An operation between binned and norm will raise VariancesError since norm is broadcast to all bin elements:

[4]:
binned / norm
---------------------------------------------------------------------------
VariancesError                            Traceback (most recent call last)
Cell In[4], line 1
----> 1 binned / norm

VariancesError: Cannot broadcast object with variances as this would introduce unhandled correlations. Input dimensions were:
(y: 3) variances=False
(y: 3) variances=True

See https://doi.org/10.3233/JNR-220049 for more background.

Working around the new behavior#

Scipp will not be able to support an automatic approach for handling these cases correctly, since this would be either very costly or very problem-specific. An easy but wrong work around (equivalent to the old behavior in almost all cases) is to set the variances of the term being broadcast to None:

[5]:
import logging

stream_handler = logging.StreamHandler()
logger = sc.get_logger()
logger.addHandler(stream_handler)
[6]:
logger.warning(
    """ATTENTION:
    Statistical uncertainties of the normalization term were IGNORED.
    This is probably incorrect."""
)
norm.variances = None
var / norm
binned / norm
ATTENTION:
    Statistical uncertainties of the normalization term were IGNORED.
    This is probably incorrect.
[6]:
Show/Hide data repr Show/Hide attributes
scipp.DataArray (5.82 KB)
    • y: 3
    • y
      (y [bin-edge])
      float64
      m
      0.007, 0.335, 0.663, 0.991
      Values:
      array([0.00675377, 0.33500208, 0.6632504 , 0.99149871])
    • (y)
      DataArrayView
      binned data [len=41, len=25, len=34]
      dim='row',
      content=DataArray(
                dims=(row: 100),
                data=float64[K],
                coords={'x':float64[m], 'y':float64[m], 'z':float64[m]})

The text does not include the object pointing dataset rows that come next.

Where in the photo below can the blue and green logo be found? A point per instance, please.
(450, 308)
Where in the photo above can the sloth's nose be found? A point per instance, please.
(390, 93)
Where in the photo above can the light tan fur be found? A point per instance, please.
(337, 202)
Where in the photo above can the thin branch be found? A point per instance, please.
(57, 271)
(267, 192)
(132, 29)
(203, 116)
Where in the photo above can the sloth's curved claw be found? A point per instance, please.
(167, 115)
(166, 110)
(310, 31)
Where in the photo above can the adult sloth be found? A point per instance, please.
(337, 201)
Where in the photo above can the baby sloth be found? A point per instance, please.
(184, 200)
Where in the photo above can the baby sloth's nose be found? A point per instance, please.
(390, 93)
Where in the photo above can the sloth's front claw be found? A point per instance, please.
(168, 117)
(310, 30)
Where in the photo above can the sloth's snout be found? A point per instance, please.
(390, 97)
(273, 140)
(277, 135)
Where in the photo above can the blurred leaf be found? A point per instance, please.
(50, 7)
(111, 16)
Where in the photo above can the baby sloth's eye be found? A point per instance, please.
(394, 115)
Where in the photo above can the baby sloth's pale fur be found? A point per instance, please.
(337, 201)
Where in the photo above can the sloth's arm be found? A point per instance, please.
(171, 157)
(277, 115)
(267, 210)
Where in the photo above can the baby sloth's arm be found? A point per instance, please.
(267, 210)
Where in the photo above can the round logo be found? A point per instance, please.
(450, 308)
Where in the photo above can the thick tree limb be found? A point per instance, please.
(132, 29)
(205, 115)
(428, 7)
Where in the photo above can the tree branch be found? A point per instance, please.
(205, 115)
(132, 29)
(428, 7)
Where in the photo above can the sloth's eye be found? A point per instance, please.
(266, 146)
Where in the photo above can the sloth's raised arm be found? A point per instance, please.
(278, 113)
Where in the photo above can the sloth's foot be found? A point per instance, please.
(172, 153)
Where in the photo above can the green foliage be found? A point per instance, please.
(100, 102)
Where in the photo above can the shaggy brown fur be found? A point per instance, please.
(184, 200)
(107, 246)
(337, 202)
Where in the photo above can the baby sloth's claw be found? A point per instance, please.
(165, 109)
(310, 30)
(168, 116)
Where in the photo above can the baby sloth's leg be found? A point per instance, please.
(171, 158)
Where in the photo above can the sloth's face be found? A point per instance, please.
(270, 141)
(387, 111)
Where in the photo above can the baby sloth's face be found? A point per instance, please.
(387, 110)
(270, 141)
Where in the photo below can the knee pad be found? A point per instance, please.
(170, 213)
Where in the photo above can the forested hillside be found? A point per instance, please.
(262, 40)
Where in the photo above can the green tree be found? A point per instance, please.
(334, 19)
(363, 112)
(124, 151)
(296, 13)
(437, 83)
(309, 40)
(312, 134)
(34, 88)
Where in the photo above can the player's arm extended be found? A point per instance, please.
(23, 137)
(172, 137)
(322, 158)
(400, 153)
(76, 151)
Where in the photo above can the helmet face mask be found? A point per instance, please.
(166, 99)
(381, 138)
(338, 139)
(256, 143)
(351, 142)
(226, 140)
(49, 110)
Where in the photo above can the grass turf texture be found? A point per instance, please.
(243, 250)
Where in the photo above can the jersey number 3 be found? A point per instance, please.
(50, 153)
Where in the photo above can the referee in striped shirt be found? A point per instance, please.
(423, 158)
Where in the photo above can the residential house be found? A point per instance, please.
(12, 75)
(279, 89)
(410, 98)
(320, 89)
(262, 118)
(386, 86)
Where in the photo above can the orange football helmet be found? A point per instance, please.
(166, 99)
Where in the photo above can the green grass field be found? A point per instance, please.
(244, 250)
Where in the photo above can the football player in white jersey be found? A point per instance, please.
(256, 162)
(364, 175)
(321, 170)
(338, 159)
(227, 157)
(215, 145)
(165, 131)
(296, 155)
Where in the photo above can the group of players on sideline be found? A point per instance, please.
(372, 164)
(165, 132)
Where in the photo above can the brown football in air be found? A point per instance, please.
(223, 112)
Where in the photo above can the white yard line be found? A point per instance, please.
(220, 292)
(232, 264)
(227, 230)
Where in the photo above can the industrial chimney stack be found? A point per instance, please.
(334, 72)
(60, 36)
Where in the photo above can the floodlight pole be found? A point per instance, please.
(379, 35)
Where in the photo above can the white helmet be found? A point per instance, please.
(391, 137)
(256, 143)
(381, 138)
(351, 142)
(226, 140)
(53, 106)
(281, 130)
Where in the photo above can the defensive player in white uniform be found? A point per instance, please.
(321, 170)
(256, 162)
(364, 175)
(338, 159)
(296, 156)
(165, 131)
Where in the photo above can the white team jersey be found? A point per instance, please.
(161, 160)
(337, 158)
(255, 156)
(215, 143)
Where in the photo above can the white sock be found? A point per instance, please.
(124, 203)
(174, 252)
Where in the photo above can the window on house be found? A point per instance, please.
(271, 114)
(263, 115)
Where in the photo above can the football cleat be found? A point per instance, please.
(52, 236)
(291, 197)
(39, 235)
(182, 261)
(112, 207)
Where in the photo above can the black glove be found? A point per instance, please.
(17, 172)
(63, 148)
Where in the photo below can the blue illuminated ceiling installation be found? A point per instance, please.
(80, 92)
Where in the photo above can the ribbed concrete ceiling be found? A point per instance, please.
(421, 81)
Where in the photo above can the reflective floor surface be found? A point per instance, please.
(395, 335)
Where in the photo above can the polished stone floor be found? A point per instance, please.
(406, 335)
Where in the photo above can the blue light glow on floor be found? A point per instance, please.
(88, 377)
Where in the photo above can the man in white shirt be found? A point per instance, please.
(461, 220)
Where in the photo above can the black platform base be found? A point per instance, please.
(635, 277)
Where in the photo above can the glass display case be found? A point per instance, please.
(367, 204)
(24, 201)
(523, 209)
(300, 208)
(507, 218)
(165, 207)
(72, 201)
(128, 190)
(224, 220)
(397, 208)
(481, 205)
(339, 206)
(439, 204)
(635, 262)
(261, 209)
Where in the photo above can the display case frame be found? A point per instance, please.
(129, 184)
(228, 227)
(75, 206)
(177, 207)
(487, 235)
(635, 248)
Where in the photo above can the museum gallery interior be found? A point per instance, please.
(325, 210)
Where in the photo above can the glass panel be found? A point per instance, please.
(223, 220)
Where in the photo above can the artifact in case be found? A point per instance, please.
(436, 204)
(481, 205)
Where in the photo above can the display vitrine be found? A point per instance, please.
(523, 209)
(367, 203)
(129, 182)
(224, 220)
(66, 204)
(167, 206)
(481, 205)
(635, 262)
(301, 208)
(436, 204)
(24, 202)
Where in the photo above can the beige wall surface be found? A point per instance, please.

We repeat that this is incorrect. We strongly recommend to issue an explicit warning to the user, as shown in the example.

Fixing the problem#

For many applications there is no simple solution to this, as it may involve an intractably large correlation matrix. See our publication (preprint submitted to Journal of Neutron Science) for solutions in certain cases.

We recommend to derive the actual expression for uncertainties of the entire calculation, using a first-order truncated Taylor expansion. In a number of our own applications it turned out that the final expression can be computed rather cheaply — without dealing with the intractably large intermediate correlation matrices.

If this is not possible, approaches such as Bootstrapping may be used.